The majority opinion of the Court of Appeals while stating that the accidental death benefit coverage was in both of the automobile polices, yet proceeds to treat such provisions as a separate and distinct type of insurance, as though it was not in the automobile policies.
The fallacy of this reasoning is that the accidental death coverage arises solely from the policies of automobile insurance. The liability of the insurer must be determined by the provisions of the automobile policies.
In his dissenting opinion Judge Cates states that, "No separate premium is shown to have been charged for either the first death benefit (which the company paid) or for the second." The majority opinion is silent on this point. In this situation we have gone to the record to clarify this point.
Both of the automobile policies issued to Williams contained a provision to the effect that the policies could be liberalized or broadened by the insurer without additional premium charge.
Acting under this provision, the insurer did in March 1965, extend the coverage under both the automobile policies to provide for payment of accidental death benefits, without further or additional premiums.
The majority opinion of the Court of Appeals relies largely upon Government Employees Insurance Company v.
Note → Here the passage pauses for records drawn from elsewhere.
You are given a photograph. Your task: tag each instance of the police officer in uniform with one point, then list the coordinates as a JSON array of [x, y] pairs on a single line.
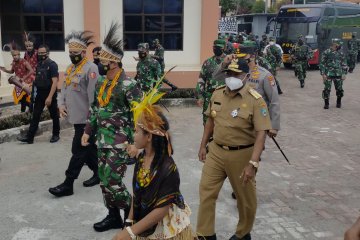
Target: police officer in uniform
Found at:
[[238, 121], [46, 80], [77, 94]]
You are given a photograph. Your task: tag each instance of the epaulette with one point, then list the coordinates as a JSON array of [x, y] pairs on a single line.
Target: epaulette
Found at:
[[254, 93], [220, 87]]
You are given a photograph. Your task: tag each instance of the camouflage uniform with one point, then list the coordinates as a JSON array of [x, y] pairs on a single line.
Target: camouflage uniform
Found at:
[[333, 66], [301, 53], [148, 70], [159, 53], [353, 49], [113, 126], [207, 84]]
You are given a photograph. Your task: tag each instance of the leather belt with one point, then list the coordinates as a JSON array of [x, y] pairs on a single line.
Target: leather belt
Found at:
[[232, 148]]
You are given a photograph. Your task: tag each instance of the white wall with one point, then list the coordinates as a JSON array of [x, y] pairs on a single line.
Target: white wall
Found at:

Sweet, *Page 511 Fla.Dist.C.A., 186 So.2d 95, 21 A.L.R.3d 895, wherein the insured had issued a single policy covering two automobiles. The policy contained medical benefit payments of $3,000 relative to each automobile, and additional premiums were paidfor such coverage as to each automobile.
The lower Florida court held that the insurer was liable for the amount of $3,000 for medical expenses as to each automobile, or an aggregate amount of $6,000.
The Florida District Court of Appeal affirmed.
Several cases from other jurisdictions were cited inSweet as being in accord with the conclusion reached by the Florida District Court of Appeal. An examination of these opinions shows that the insured paid separate premiums for medical benefit coverage specifically for each automobile insured in a single policy. Implicit in these decisions is that limiting the insurer's obligation to only one automobile would give to the insurer a windfall as to the other premiums. No premiums were charged for the additional death benefit granted by the insurer in this case.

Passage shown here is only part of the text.